Like smoky tendrils from a tray of incense, Faya dayi (2021) unfurls in a languorous haze. The film is a portal into a woven dream of partial remembrance, timeless mythic cycles, and the present urgencies of migration and the climate crisis. Mexican Ethiopian filmmaker Jessica Beshir’s debut feature is also an exquisite exercise in patience, shot over ten years of return visits to her home city of Harar—which she had left as a teenager during a time of political upheaval in Ethiopia—and marked by a synchronously slow diegetic pacing. Loosening itself from linear development, narrative expectation, and even time itself, Faya dayi is an unhurried study of a particular community of Oromo farmers that also reckons with the economic and social consequences of the region’s increased agricultural reliance on khat.

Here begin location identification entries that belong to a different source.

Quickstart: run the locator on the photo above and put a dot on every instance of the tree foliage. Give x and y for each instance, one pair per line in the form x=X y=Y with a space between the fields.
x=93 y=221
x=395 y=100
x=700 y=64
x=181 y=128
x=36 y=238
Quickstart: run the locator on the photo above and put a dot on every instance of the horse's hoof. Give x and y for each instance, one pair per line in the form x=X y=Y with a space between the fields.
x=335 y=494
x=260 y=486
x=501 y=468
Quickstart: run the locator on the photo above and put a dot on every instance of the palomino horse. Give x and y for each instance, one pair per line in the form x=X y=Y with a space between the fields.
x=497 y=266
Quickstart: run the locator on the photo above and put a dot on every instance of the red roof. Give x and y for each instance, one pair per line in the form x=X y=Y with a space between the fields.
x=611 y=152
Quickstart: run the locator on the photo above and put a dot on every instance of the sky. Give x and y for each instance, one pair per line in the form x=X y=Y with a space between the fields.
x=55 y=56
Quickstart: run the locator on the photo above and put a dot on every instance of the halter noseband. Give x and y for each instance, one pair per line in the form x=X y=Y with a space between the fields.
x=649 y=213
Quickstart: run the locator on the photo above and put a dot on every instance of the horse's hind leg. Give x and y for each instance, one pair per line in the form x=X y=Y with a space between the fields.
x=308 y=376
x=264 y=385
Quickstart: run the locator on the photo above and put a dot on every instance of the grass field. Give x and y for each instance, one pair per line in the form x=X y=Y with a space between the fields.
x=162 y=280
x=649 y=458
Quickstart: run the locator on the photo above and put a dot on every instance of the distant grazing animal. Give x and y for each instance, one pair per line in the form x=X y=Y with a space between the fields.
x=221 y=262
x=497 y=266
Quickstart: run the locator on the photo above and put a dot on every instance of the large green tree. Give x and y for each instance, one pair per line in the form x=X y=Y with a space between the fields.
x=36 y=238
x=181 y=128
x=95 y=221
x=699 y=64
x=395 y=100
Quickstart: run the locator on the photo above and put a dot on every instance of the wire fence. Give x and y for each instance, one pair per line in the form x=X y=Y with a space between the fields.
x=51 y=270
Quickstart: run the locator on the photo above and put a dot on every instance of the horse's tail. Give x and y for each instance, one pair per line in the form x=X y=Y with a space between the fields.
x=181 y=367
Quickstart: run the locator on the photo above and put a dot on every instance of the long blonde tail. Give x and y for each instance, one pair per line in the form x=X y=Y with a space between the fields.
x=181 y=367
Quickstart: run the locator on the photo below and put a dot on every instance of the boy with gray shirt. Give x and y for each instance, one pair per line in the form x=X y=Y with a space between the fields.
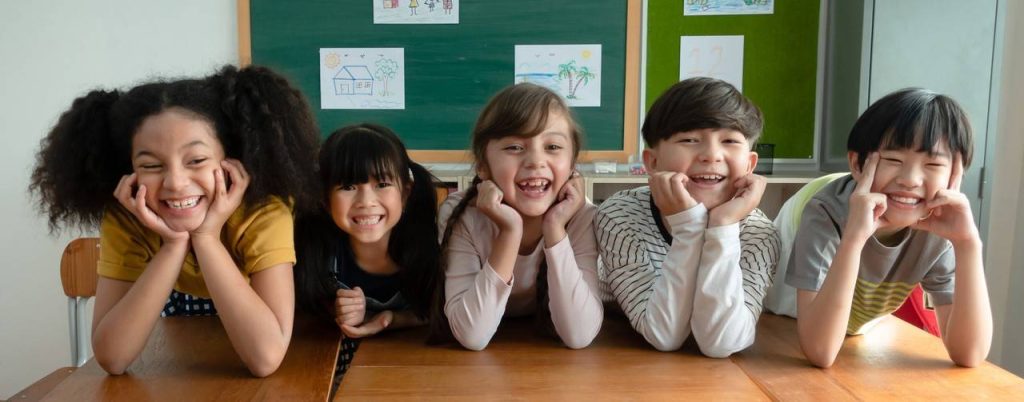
x=865 y=240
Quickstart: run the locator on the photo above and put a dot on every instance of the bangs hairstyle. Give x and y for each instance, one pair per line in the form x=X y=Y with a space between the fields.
x=353 y=154
x=521 y=109
x=701 y=103
x=912 y=119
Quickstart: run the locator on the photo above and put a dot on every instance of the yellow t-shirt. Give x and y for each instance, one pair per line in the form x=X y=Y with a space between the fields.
x=256 y=239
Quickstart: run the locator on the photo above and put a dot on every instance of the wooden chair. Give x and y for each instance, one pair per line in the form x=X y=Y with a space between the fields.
x=78 y=275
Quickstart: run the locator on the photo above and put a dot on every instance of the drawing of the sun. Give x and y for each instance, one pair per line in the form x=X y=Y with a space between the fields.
x=332 y=60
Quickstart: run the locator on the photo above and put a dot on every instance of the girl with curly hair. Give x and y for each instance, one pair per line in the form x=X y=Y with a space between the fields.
x=205 y=176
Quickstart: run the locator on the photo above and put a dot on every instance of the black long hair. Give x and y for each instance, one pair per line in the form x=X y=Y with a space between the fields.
x=257 y=116
x=351 y=155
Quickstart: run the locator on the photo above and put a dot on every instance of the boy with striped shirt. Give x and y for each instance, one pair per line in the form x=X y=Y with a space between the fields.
x=691 y=253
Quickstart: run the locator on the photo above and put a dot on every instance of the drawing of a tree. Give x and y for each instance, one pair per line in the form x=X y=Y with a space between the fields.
x=583 y=77
x=570 y=72
x=386 y=69
x=566 y=71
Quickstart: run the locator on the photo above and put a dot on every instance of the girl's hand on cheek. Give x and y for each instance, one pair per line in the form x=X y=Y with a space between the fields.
x=225 y=200
x=136 y=205
x=488 y=200
x=569 y=202
x=349 y=307
x=949 y=211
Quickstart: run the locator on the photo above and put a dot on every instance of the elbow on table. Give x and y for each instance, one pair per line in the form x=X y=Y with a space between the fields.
x=110 y=360
x=578 y=342
x=720 y=351
x=664 y=345
x=820 y=358
x=967 y=359
x=265 y=364
x=474 y=341
x=475 y=345
x=580 y=339
x=112 y=365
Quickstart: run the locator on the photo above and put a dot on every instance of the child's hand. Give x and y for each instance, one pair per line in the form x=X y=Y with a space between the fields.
x=136 y=205
x=569 y=202
x=488 y=200
x=866 y=207
x=225 y=200
x=349 y=307
x=750 y=188
x=371 y=327
x=949 y=212
x=669 y=191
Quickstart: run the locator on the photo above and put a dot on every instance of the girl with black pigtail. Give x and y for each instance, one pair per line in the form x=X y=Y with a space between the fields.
x=205 y=176
x=368 y=259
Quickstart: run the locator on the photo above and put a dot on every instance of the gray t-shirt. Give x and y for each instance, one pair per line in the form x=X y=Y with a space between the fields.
x=887 y=274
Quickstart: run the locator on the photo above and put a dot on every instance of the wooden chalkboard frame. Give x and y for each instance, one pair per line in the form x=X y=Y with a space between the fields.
x=631 y=96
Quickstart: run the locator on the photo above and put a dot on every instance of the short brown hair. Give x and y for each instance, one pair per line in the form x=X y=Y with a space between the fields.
x=701 y=103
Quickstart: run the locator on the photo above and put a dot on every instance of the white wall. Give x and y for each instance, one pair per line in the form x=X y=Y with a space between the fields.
x=50 y=52
x=1005 y=251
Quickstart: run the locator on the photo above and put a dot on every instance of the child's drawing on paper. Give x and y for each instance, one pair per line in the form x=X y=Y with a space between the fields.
x=572 y=71
x=728 y=7
x=410 y=11
x=363 y=78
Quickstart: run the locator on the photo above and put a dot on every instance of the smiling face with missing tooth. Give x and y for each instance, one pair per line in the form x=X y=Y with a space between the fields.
x=712 y=159
x=174 y=154
x=531 y=170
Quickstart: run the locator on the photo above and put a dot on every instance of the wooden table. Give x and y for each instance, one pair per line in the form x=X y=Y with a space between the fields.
x=893 y=361
x=190 y=358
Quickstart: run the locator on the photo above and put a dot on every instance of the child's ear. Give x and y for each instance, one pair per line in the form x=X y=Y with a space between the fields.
x=753 y=163
x=852 y=158
x=649 y=160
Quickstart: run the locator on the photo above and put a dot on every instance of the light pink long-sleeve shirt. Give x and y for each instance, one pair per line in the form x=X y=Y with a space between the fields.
x=476 y=298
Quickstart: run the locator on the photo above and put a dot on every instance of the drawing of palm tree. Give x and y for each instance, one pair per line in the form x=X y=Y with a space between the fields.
x=386 y=70
x=583 y=77
x=567 y=71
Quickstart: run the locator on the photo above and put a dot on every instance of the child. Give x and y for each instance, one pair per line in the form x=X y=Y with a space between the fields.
x=866 y=239
x=691 y=252
x=363 y=262
x=520 y=240
x=205 y=174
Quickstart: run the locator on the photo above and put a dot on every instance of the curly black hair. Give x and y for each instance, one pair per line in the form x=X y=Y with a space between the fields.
x=259 y=118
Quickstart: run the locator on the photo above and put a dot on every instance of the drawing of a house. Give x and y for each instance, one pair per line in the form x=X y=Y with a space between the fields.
x=353 y=80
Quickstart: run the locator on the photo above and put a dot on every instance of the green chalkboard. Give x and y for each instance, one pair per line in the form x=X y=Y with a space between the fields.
x=451 y=70
x=780 y=57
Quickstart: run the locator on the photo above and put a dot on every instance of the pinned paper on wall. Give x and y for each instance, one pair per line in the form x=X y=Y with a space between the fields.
x=363 y=78
x=571 y=71
x=728 y=7
x=416 y=11
x=715 y=56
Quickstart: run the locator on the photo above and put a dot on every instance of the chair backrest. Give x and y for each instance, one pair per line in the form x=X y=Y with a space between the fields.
x=78 y=267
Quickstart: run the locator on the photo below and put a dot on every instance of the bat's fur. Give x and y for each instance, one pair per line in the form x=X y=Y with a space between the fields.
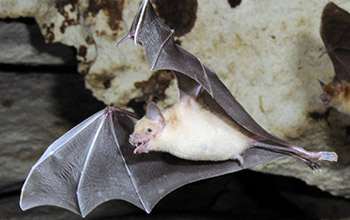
x=337 y=94
x=190 y=131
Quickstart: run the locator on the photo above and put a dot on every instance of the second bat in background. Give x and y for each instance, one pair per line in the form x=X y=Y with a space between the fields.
x=335 y=33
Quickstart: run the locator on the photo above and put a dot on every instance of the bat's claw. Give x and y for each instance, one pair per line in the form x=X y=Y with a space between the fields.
x=239 y=158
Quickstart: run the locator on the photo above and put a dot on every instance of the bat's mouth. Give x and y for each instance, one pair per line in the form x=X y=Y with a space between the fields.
x=141 y=147
x=325 y=99
x=139 y=143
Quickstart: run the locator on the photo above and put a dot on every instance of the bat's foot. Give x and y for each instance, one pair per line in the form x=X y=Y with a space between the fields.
x=329 y=156
x=239 y=159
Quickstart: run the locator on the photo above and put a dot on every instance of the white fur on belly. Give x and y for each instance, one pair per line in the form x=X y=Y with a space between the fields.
x=201 y=135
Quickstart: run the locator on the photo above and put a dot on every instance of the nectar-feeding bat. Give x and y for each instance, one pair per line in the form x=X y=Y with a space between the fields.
x=94 y=162
x=335 y=33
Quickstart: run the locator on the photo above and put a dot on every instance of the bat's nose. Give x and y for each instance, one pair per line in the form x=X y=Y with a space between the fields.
x=131 y=140
x=325 y=99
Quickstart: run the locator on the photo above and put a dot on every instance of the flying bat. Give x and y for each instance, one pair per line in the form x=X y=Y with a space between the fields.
x=95 y=161
x=335 y=33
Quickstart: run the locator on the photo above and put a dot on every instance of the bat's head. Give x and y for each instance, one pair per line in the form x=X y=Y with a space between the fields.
x=331 y=92
x=147 y=129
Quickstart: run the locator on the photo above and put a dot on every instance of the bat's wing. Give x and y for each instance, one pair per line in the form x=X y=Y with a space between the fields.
x=83 y=168
x=94 y=163
x=163 y=53
x=335 y=33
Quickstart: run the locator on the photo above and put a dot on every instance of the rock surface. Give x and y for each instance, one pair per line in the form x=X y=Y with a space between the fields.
x=266 y=52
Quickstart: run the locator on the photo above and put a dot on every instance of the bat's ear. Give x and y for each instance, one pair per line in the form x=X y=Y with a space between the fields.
x=338 y=85
x=322 y=84
x=153 y=113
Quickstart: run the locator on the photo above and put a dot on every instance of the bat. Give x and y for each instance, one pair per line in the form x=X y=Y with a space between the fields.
x=95 y=161
x=335 y=33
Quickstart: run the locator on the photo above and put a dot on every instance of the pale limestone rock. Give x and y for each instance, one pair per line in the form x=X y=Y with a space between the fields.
x=266 y=52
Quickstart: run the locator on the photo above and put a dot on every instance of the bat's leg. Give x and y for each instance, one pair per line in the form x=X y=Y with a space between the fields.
x=197 y=91
x=312 y=165
x=144 y=4
x=321 y=155
x=286 y=151
x=239 y=158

The film addresses this complex entanglement of political tensions without letting them overdetermine its story. Dancing between the labyrinthine enclosures of the walled city and open expanses of farmland, Beshir draws on delicately expressive black-and-white cinematography to construct an atmospheric tapestry of moody landscapes, diaphanous curtains, and polyvocal murmurs. The director’s method of drift and pause crafts a soothing tempo that makes elegant use of slow motion. Narratively, the film avoids the habits of singularizing or individualizing to instead orchestrate an ensemble. Collectivity animates Beshir’s approach to her filmmaking practice. Her film emerged from deep wells of family and kinship—beginning with a visit to her grandmother in Ethiopia and drawing on years of informal conversations with the Oromo farmers who anchor Faya dayi. The personal dimension was magnified in the material construction of the film: Beshir is her own cinematographer, and an autodidact whose practiced eye is the result of a free-flowing devotion, not shaped by formal training.
There is a clear continuity between Faya dayi and Beshir’s short Hairat (2017). In just under seven minutes, her earlier film exemplifies what may well turn into a signature combination of lustrous black-and-white images, mosaics of texture, and a limpid, breathy score to render a sensitive portrait of a resident of Harar, Yussuf Mume Saleh, in his ritual interactions with hyenas beyond the city’s walls. Opening with a shot of a piece of cloth that seems almost possessed, undulating autonomously and accompanied by a reverent voice-over, Hairat establishes the aesthetic approach that blossomed into the rapture of Beshir’s feature.
“The director’s black-and-white cinematography is a textural marvel, rendering a heightened sense of surface and touch.”